Air Fryer Chicken 65

Crispy, fiery and packed with bold Indian flavours, air fryer chicken 65 is a lighter twist on the classic deep-fried street food favourite. Traditionally served hot and spicy with fried curry leaves and green chillies, this version delivers the same crunch and flavour — without the extra oil.

It’s vibrant, aromatic and absolutely addictive.

What Is Chicken 65?

Chicken 65 is a popular Indian street food dish known for its deep red colour, crispy coating and punchy spice blend. While its origins are debated, what’s not disputed is its cult status across India and beyond.

This air fryer version keeps the authentic flavour profile intact while making it easier (and less messy) to cook at home.

Why You’ll Love This Air Fryer Chicken 65

  • Crispy coating without deep frying
  • Bold but balanced spice
  • Juicy chicken thigh pieces
  • Packed with garlic, ginger and curry leaves
  • Minimal clean-up

The key is the yoghurt-based marinade. It tenderises the chicken while locking in flavour, and when combined with the flour coating, creates that signature crisp exterior.

Ingredients (Serves 4)

  • 1 tbsp Greek-style yoghurt
  • 1 tbsp lemon juice
  • 1 tbsp vegetable oil
  • 20 fresh curry leaves, finely chopped
  • 2 garlic cloves, crushed
  • 2 tsp grated fresh ginger
  • 2–3 tsp Kashmiri chilli powder
  • 2 tsp garam masala
  • ½ tsp turmeric
  • ½ tsp salt
  • ¼ tsp black pepper
  • 500g chicken thigh fillets, cut into chunks
  • 1 egg white
  • 35g cornflour
  • 2 tbsp plain flour
  • Cooking oil spray
  • 2 fresh long green chillies
  • Extra curry leaf sprigs
  • Lemon wedges, to serve

How to Make Air Fryer Chicken 65

Step 1: Marinate the Chicken

In a bowl, combine yoghurt, lemon juice, oil, chopped curry leaves, garlic, ginger, chilli powder, garam masala, turmeric, salt and pepper.
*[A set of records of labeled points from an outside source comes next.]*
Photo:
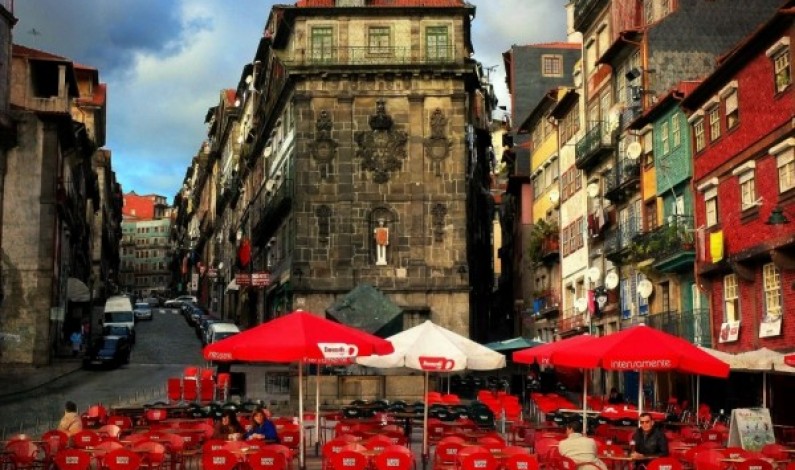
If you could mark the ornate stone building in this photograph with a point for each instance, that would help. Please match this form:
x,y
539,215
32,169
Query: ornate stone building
x,y
356,154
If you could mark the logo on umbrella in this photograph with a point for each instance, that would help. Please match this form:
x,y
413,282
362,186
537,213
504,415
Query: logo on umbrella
x,y
436,363
338,350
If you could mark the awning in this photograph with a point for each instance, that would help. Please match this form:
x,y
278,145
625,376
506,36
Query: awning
x,y
77,291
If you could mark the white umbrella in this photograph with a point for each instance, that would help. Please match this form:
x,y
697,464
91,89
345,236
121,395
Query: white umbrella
x,y
430,347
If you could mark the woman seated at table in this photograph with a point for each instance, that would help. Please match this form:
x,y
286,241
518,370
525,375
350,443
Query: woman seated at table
x,y
228,428
262,428
579,448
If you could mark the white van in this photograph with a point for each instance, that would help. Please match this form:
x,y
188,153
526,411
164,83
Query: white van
x,y
219,331
119,312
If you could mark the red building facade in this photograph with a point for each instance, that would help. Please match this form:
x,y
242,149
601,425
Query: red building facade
x,y
741,120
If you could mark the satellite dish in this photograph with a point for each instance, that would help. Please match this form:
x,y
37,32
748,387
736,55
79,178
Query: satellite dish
x,y
611,280
593,189
644,288
554,196
634,150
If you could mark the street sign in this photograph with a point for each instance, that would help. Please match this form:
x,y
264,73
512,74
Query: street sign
x,y
260,279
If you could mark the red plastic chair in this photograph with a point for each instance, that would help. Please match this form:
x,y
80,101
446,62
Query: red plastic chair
x,y
85,438
121,459
664,463
219,459
393,460
72,459
348,460
478,461
267,459
174,389
190,389
521,462
23,453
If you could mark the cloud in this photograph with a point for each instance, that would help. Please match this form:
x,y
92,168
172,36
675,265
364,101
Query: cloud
x,y
166,62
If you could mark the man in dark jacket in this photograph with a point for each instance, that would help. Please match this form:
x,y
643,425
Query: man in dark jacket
x,y
649,441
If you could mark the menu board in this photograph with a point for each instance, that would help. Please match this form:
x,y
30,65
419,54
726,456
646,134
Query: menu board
x,y
751,428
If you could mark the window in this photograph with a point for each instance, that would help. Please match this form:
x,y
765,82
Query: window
x,y
732,112
437,43
785,162
779,54
711,203
664,135
379,39
714,123
698,135
731,310
322,44
552,65
747,191
772,284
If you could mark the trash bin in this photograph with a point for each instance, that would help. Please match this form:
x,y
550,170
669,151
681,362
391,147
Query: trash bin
x,y
237,384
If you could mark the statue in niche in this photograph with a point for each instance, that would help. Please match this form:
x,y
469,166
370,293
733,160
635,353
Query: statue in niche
x,y
323,149
381,234
382,148
438,145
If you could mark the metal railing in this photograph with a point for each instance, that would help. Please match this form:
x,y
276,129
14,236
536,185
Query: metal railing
x,y
372,55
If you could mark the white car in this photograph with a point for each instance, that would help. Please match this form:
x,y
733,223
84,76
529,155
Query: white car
x,y
142,311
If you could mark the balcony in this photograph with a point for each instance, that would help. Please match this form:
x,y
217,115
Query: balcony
x,y
546,302
585,12
372,56
597,143
623,181
690,325
572,323
676,251
550,249
276,206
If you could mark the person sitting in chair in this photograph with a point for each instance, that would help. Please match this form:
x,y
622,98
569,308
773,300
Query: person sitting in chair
x,y
579,448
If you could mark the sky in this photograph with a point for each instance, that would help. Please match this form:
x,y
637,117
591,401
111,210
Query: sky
x,y
166,61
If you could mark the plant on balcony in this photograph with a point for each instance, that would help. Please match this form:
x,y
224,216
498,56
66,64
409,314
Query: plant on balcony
x,y
542,231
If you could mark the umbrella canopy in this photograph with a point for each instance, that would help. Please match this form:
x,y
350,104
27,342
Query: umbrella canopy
x,y
512,344
543,354
642,348
431,347
298,336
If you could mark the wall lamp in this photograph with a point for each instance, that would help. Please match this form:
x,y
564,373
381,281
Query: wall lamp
x,y
777,217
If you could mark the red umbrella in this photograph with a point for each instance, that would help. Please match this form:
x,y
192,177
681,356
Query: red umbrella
x,y
642,348
298,337
543,354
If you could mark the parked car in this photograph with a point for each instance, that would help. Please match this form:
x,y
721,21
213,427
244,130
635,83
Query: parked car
x,y
119,331
142,311
108,350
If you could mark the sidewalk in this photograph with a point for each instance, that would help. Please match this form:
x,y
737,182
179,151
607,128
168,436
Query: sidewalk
x,y
22,379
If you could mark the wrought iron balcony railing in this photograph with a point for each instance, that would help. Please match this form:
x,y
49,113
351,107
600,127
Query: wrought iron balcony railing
x,y
596,143
371,55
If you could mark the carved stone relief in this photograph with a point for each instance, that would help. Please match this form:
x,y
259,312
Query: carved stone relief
x,y
382,149
438,145
323,149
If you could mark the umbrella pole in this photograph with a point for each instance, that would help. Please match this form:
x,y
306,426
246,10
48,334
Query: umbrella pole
x,y
301,415
317,412
425,456
640,391
585,402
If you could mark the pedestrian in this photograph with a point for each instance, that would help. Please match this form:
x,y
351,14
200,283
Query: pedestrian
x,y
77,342
70,422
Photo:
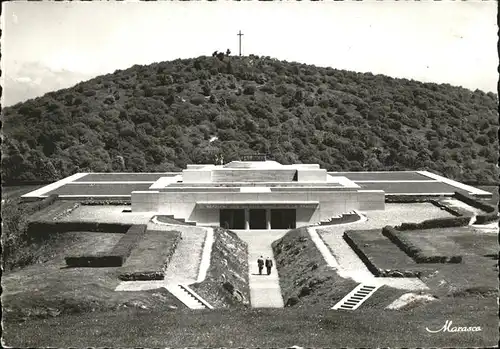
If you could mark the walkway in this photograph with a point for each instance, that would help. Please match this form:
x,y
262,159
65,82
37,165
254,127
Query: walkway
x,y
349,265
265,291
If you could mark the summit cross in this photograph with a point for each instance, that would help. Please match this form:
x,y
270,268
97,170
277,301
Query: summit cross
x,y
240,34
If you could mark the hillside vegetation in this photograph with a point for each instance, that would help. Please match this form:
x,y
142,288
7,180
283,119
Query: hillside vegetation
x,y
163,116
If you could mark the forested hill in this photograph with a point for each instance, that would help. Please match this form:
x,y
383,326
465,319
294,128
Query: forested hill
x,y
163,116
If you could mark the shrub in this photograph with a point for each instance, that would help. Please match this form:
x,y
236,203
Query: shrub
x,y
414,251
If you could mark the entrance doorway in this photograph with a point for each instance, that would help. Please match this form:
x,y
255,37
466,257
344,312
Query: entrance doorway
x,y
232,218
258,219
283,219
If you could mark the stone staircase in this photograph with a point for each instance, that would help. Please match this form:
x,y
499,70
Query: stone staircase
x,y
356,297
180,220
187,296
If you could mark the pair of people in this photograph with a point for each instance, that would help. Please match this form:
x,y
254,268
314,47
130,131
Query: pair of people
x,y
268,263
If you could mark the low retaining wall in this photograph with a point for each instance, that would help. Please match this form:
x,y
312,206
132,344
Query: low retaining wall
x,y
39,228
118,254
446,222
469,200
371,265
413,251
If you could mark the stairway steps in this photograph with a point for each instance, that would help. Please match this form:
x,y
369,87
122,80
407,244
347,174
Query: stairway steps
x,y
356,297
188,297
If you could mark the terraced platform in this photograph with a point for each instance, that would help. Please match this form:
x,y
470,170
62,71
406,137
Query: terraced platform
x,y
120,185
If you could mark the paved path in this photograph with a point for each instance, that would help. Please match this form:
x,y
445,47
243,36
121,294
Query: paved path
x,y
349,265
265,291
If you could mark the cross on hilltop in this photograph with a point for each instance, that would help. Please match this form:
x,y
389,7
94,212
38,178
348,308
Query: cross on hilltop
x,y
240,34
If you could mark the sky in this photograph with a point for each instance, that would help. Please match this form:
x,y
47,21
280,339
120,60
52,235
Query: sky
x,y
47,46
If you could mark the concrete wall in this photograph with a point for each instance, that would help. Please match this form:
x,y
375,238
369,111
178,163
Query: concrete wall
x,y
249,175
197,176
311,175
331,203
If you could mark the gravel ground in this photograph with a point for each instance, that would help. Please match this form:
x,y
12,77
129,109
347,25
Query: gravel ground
x,y
108,214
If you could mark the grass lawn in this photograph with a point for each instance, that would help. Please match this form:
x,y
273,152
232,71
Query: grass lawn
x,y
123,177
381,176
51,289
382,252
150,256
415,187
226,283
99,189
305,278
308,327
16,191
56,211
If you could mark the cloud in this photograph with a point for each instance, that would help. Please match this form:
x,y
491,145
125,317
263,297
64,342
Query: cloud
x,y
31,79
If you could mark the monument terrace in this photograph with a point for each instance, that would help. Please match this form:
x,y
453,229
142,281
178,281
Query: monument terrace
x,y
254,193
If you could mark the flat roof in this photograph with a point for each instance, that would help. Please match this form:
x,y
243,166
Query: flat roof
x,y
121,185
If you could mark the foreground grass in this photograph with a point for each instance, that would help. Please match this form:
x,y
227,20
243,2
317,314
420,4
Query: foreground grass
x,y
305,278
51,289
266,327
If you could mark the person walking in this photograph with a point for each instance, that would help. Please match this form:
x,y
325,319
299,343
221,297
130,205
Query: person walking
x,y
260,264
269,265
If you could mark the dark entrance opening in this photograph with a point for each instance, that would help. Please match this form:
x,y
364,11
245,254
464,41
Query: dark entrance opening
x,y
283,219
232,219
258,219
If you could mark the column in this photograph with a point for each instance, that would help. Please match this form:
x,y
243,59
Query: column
x,y
268,219
247,219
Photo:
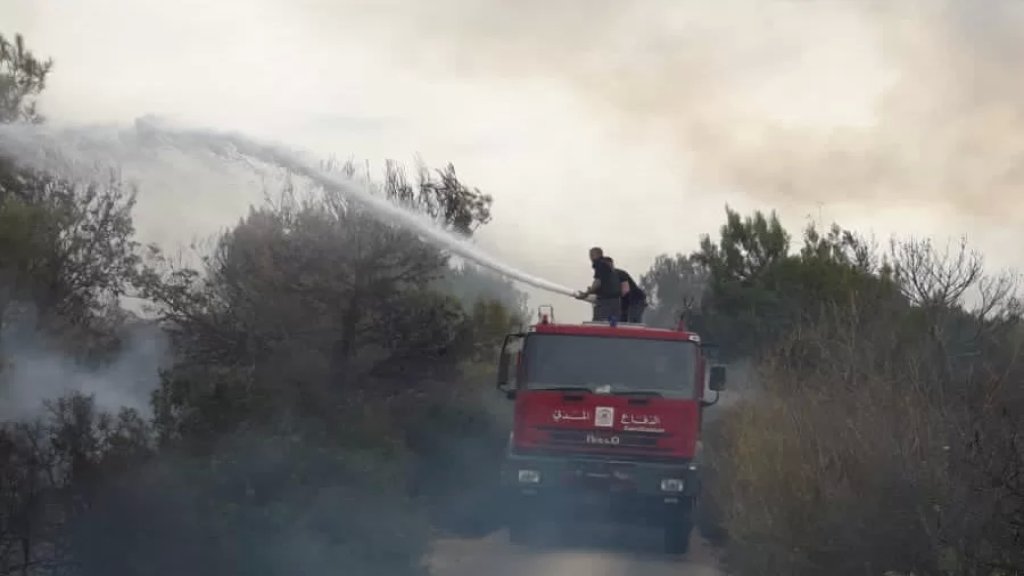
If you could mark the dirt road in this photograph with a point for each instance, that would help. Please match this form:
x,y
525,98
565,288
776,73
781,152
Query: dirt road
x,y
598,554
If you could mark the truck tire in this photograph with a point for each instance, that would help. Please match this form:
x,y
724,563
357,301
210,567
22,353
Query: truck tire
x,y
677,537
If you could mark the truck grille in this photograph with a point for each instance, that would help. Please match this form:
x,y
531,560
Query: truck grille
x,y
602,439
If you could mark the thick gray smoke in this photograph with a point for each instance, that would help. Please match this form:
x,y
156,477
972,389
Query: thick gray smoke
x,y
791,101
82,151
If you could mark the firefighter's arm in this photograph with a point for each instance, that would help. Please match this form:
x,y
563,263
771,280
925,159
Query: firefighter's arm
x,y
583,294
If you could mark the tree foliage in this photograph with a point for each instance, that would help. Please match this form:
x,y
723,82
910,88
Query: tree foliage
x,y
23,77
891,386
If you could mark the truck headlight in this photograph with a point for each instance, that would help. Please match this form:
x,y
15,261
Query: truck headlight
x,y
529,477
672,485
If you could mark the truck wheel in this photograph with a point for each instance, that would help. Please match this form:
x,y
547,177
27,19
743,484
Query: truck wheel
x,y
677,537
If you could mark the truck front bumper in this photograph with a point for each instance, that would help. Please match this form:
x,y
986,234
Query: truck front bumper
x,y
600,489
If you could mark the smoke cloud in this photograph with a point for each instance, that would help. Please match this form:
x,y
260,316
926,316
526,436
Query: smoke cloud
x,y
35,369
790,101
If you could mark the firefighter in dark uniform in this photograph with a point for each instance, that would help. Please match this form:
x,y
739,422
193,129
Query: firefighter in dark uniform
x,y
605,287
634,300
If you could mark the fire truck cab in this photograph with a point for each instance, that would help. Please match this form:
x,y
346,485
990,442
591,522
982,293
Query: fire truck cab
x,y
606,425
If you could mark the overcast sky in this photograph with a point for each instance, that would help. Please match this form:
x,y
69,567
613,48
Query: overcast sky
x,y
628,125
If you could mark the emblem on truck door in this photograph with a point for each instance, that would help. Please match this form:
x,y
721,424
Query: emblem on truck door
x,y
604,417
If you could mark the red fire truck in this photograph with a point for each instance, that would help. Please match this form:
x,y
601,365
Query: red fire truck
x,y
607,424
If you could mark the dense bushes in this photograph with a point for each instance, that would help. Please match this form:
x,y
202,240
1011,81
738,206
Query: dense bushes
x,y
881,427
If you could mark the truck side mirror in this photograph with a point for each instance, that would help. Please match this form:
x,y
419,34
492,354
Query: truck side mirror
x,y
503,371
717,380
505,377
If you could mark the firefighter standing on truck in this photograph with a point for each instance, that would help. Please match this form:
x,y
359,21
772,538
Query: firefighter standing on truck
x,y
605,287
634,298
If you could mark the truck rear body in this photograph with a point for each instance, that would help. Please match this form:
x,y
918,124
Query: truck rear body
x,y
607,421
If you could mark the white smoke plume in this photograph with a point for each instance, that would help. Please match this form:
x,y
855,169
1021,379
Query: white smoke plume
x,y
908,101
81,151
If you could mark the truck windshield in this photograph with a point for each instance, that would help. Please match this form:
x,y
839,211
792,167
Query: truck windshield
x,y
614,365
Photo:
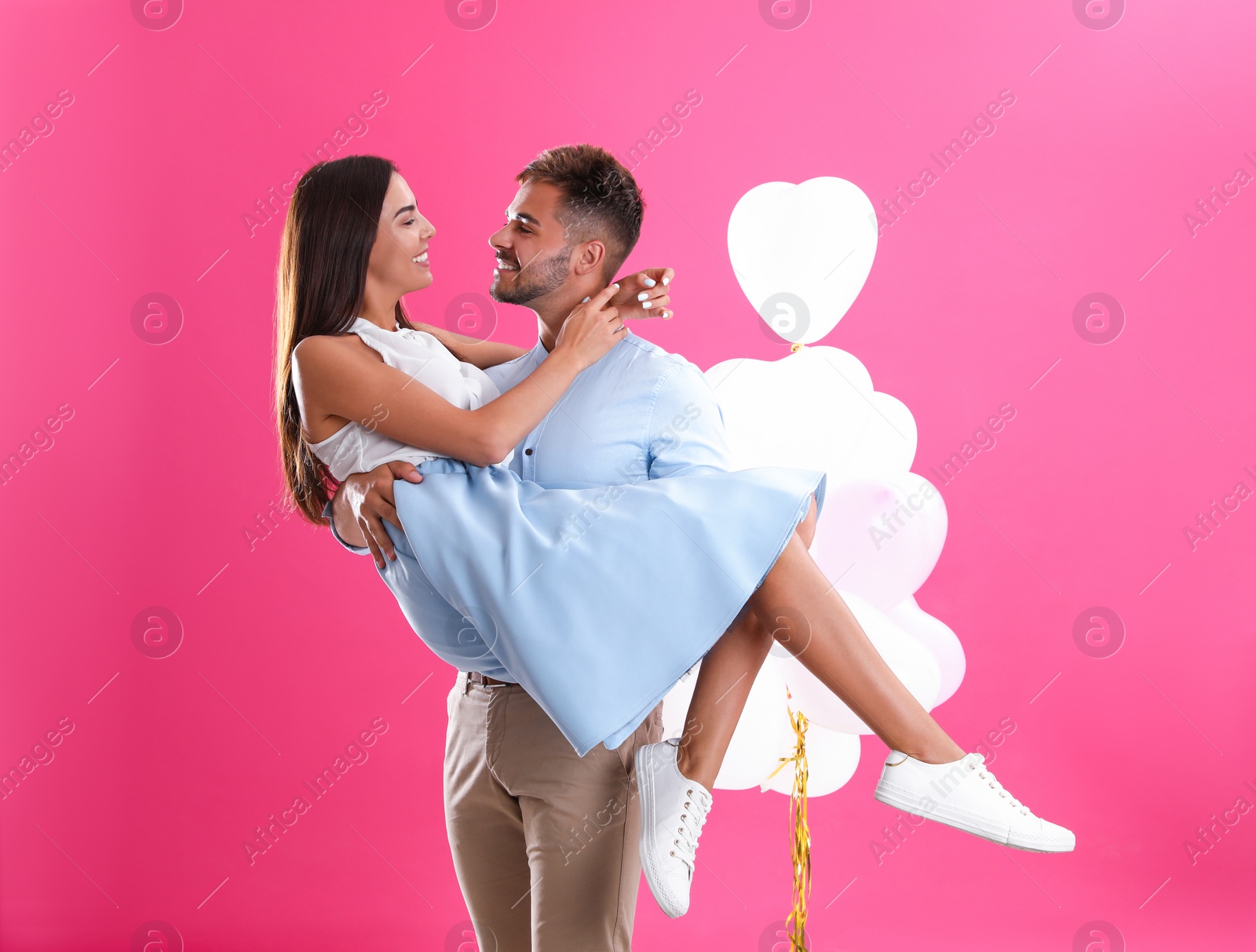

Add chicken and toss to coat thoroughly. Cover and refrigerate for at least 6 hours (or overnight for best flavour).

Step 2: Coat the Chicken

Add egg white, cornflour and plain flour to the marinated chicken. Mix well until evenly coated.

Step 3: Air Fry

Line your air fryer basket with a silicone mat or perforated baking paper. Lightly spray.

Arrange half the chicken pieces in a single layer.

Air fry at 200°C for 5 minutes. Turn the chicken, add half the green chillies and cook for another 5 minutes.

Add curry leaf sprigs and cook for a final 2 minutes until crispy and golden.Repeat with remaining chicken.

Step 4: Serve

Serve hot with lemon wedges and extra curry leaves.

Tips for Extra Crispiness

Don’t overcrowd the basket — cook in batches for even crisping.
Skip spraying the chicken itself — testing shows it crisps better without direct oil spray.
Use Kashmiri chilli powder for colour without excessive heat.

Adjusting the Heat

  • Use 2 tsp Kashmiri chilli powder for milder heat.
  • Substitute with regular chilli powder sparingly (½–1 tsp).
  • Omit extra chilli oil or green chillies if serving to kids.

Final Thoughts

This air fryer chicken 65 delivers all the crunch and bold spice of the traditional dish with less oil and less mess. It’s perfect as a snack, party appetiser or served alongside rice and cooling yoghurt sauce.